For 2013, we got all the way to human adjudication missing at least one large log and ultimately started over. I brought it up because I noticed that N6M was getting BYE's in all the logs, I looked and couldn't find it in the set of logs, and likely the only reason that meant anything is that I was on the N6M crew. And, when that kind of problem arises with one large log, it raises the obvious bigger issue, "Are there any others? How can we tell?" I'm not sure anyone else would have noticed it.

  1. Resubmittals: I think most people are accustomed to the idea that if you submit your log, later find an error, you can fix it and resubmit. The usual instruction is, "If you need to correct your log, just resubmit. It will replace any prior submittals," which is fine to the operator. We've already issued a receipt number [or sure should have :-)] for the first one, we now have two different logs and issue a different receipt number for the re-submittal [or sure should have], and maintaining an audit trail to assure that the first log gets quarantined and the second log enters the process critical. This is a whole lot harder that 110% of systems designers think it is. :-)

  2. Log Cross-check [i.e. Green Human Ajudication]: Green, when fed well-formed logs, does a great job of cross-checking logs, and I agree with Trey's comment that, for most logs [my insertion], it's not worth a lot of effort. However, I submit that with Green and the UI, it isn't a lot of effort, we need to do it when Green can't decide a winner on its own, and while band/mode errors are not dings in CQP, some of them do lead to NIL's instead. And, if we didn't do it in 2013, my crews log probably wouldn't have been scored. :-) If we didn't have Green, I'd probably accept Trey's observation and certainly not suggest that we build Green. But, we do have it, it works well, and I'd vote to continue human ajudication.

  3. Log Assignment Spreadsheet: The multi-access Google SS has worked "OK" for several years. Its biggest problem probably stems from the fact that each log checker has his own set of logs. Decisions made by one log checker that could affect one of my logs don't show up when I open the log. As long as he makes his comment on the SS before I get to that log, it works pretty well. Not everyone, however, goes back and rechecks logs that garners a comment after they've checked that log.

There is always one or two who sign up to check logs and then don't or can't. I made the mistake this year of initially marking them off in the other assignment column on the premise that it preserved as much of the original plan and organization. It was a misteak, and for those yet to do, I began moving them into my column.
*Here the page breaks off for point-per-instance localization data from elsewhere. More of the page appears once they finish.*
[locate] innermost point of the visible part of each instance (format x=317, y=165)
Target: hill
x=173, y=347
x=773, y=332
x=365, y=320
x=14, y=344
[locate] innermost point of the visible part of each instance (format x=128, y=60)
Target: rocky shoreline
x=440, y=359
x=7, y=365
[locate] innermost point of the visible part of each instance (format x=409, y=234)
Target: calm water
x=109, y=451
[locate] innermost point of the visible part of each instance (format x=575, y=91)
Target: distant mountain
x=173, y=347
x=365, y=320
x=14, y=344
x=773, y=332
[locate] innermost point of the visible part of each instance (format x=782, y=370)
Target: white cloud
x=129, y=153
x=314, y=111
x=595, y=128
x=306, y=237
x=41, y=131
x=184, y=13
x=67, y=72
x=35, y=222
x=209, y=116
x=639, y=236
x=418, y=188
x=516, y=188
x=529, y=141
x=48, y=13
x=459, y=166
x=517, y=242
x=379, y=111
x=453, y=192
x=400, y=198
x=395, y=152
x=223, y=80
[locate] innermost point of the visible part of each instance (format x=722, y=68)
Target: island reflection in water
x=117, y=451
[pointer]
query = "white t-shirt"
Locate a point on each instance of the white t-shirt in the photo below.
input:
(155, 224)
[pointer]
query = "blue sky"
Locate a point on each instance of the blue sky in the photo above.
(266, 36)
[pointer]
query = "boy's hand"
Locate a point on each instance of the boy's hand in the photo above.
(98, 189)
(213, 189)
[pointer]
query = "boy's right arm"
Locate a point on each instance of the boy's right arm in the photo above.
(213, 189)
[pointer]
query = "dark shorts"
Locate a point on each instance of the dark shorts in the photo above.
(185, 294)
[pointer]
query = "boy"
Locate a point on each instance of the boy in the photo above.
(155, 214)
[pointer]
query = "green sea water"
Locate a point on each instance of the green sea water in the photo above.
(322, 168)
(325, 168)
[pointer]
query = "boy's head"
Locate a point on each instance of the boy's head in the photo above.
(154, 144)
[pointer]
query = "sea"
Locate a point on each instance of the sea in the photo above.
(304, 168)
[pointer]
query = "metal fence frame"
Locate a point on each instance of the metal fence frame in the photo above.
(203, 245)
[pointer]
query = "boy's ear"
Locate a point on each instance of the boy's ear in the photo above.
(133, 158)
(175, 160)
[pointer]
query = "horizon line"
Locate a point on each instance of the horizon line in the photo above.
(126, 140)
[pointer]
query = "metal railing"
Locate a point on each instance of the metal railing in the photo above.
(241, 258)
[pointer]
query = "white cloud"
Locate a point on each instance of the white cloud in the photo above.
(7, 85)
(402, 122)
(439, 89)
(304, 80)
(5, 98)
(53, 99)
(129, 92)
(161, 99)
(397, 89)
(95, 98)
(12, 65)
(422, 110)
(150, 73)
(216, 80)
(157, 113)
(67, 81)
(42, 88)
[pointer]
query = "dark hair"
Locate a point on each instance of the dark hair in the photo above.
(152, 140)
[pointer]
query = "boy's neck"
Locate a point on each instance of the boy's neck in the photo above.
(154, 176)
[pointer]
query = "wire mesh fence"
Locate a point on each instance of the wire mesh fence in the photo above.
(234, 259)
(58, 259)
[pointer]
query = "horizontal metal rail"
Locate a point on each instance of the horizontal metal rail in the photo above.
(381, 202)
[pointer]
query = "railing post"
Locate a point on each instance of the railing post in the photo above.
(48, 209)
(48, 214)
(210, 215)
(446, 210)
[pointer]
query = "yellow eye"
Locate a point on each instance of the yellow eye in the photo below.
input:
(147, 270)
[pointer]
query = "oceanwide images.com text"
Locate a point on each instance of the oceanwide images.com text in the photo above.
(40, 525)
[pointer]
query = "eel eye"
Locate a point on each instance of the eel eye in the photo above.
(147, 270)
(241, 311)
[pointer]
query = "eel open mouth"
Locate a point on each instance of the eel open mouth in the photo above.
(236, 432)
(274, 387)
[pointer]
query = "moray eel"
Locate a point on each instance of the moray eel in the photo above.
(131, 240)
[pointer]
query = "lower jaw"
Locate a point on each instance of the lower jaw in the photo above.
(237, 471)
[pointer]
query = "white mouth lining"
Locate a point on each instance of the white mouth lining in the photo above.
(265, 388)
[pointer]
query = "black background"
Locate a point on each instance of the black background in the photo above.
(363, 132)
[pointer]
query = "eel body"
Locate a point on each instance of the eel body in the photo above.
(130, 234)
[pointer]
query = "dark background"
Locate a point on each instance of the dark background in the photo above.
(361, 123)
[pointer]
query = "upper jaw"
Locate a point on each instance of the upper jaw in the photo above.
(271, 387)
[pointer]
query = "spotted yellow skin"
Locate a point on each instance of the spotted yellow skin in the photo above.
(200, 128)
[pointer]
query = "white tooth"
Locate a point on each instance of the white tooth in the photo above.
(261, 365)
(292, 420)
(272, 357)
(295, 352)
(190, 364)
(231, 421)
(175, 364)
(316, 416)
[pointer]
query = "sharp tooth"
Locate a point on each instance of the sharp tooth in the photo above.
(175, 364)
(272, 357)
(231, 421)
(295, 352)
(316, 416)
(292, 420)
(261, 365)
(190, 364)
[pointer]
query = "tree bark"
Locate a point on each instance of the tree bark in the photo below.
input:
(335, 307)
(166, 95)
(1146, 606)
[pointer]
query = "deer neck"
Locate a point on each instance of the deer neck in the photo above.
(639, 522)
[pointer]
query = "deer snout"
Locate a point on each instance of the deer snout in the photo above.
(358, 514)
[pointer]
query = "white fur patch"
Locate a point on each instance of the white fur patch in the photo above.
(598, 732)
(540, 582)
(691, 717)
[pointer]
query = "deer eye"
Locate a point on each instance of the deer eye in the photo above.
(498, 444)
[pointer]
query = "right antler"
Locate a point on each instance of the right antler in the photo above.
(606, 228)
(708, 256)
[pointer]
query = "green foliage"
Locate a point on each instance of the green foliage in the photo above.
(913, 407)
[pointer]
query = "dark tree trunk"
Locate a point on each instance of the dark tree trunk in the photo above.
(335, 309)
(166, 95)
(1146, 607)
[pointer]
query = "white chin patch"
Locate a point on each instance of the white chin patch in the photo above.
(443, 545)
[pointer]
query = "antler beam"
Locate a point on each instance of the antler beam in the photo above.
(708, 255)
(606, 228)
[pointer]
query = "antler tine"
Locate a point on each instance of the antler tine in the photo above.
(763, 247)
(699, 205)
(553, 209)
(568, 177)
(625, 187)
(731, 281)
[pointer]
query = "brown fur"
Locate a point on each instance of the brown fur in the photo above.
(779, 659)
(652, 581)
  1. Logistics: Totally aside from getting and scoring logs, a major effort each year [and a large number of the ultimate problems that seem to delay getting done] involve the logistics of the initial promotion, getting the correct information for the winners to the right people in a timely manner, getting the awards produced -- correctly --, and getting them distributed. The impact on the log acceptance and scoring portion of the overall process is identifying winners and their scores. Unfortunately, it doesn't all happen at once, so once again, there needs to be some sort of "version control" on the reports produced by the log scoring part. That apparently didn't happen for the 2013 effort leading to K6YL's extreme frustration. While the logistics is separate from log scoring, that interface point needs some attention.